Answer
(a)$2x^2 + x$; $Domain$ = $all$ $Real$ $numbers$
(b) $x + 2$; $Domain$ = $all$ $Real$ $numbers$
(c) $x^4 + x^3 - x - 1$; $Domain$ = $all$ $Real$ $numbers$
(d) $\frac{x^2 + x + 1}{x^2 - 1}$; $Domain$ = $all$ $Real$ $numbers$ $EXCEPT$ $values$ $\frac{+}{} 1$.
Work Step by Step
$$f(x) = x^2 + x + 1$$ $$g(x) = x^2 - 1$$
(a) $(f + g)(x)$ $$(x^2 + x + 1) + (x^2 - 1)$$ $$2x^2 + x$$ where the $Domain$ is $all$ $Real$ $Numbers$ because the function is a polynomial.
(b) $(f - g)(x)$ $$(x^2 + x + 1) - (x^2 - 1)$$ $$x^2 - x^2 + x + 1 + 1$$ $$x + 2$$ where the $Domain$ is $all$ $Real$ $Numbers$ because the function is a polynomial.
(c) $(fg)(x)$ $$(x^2 + x + 1)(x^2 - 1)$$ $$x^4 - x^2 + x^3 - x + x^2 - 1$$ $$x^4 + x^3 - x - 1$$ where the $Domain$ is $all$ $Real$ $Numbers$ because the function is a polynomial.

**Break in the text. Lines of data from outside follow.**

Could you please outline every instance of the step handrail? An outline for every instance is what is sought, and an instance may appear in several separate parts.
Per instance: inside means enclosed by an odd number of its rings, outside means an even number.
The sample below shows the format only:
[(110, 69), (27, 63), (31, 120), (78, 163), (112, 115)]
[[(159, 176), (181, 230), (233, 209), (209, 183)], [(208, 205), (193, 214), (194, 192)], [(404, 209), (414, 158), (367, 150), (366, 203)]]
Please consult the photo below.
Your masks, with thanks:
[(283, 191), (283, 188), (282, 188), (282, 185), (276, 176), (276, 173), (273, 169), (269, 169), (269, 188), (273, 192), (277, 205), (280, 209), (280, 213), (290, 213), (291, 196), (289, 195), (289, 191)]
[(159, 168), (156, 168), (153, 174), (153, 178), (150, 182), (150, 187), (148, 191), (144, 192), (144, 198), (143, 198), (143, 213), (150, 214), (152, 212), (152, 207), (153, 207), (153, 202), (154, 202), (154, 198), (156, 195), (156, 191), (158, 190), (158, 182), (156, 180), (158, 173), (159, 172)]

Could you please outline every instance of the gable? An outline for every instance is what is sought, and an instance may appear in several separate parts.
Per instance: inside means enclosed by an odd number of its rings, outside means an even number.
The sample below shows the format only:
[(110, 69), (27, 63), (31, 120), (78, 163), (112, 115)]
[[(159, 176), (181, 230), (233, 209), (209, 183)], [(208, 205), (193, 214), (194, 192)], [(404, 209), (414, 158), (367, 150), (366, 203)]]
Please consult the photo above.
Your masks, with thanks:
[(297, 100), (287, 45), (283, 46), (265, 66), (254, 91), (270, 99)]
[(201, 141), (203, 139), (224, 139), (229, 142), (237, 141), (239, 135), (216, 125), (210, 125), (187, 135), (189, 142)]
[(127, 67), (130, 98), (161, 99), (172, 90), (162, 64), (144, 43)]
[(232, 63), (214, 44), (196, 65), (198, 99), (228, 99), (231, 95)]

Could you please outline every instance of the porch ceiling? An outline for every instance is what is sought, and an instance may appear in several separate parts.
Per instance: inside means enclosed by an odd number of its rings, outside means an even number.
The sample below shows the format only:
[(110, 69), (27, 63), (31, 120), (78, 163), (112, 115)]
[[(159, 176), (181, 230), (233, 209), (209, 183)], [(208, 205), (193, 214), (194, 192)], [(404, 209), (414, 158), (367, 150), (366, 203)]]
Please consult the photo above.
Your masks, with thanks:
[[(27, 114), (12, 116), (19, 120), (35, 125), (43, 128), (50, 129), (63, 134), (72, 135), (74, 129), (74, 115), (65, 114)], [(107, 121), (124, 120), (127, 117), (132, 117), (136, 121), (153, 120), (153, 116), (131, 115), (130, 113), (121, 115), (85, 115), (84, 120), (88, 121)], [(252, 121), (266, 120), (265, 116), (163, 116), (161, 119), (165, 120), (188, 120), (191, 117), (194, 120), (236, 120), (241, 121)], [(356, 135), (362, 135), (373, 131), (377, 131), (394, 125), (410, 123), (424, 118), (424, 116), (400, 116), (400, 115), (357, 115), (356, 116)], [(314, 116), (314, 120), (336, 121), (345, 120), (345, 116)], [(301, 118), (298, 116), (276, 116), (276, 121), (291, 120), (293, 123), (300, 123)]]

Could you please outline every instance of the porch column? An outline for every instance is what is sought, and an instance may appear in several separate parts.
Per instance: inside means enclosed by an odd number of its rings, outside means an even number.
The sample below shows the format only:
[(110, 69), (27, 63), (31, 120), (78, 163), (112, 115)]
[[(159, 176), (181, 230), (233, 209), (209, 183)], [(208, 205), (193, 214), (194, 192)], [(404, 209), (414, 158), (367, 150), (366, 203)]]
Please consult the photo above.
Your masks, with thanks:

(d) $(\frac{f}{g})(x)$ $$\frac{x^2 + x + 1}{x^2 - 1}$$ Since function $f(x)$ cannot be factored, the function $(\frac{f}{g})(x)$ is considered to be simplified. The $Domain$ is, therefore, limited to values where the denominator is not equal to zero, that is: $$x^2 - 1 \neq 0$$ $$(x-1)(x+1) \neq 0$$ $$x \neq \frac{+}{}1$$ The $Domain$ is then $all$ $Real$ $numbers$ $EXCEPT$ $values$ $\frac{+}{} 1$.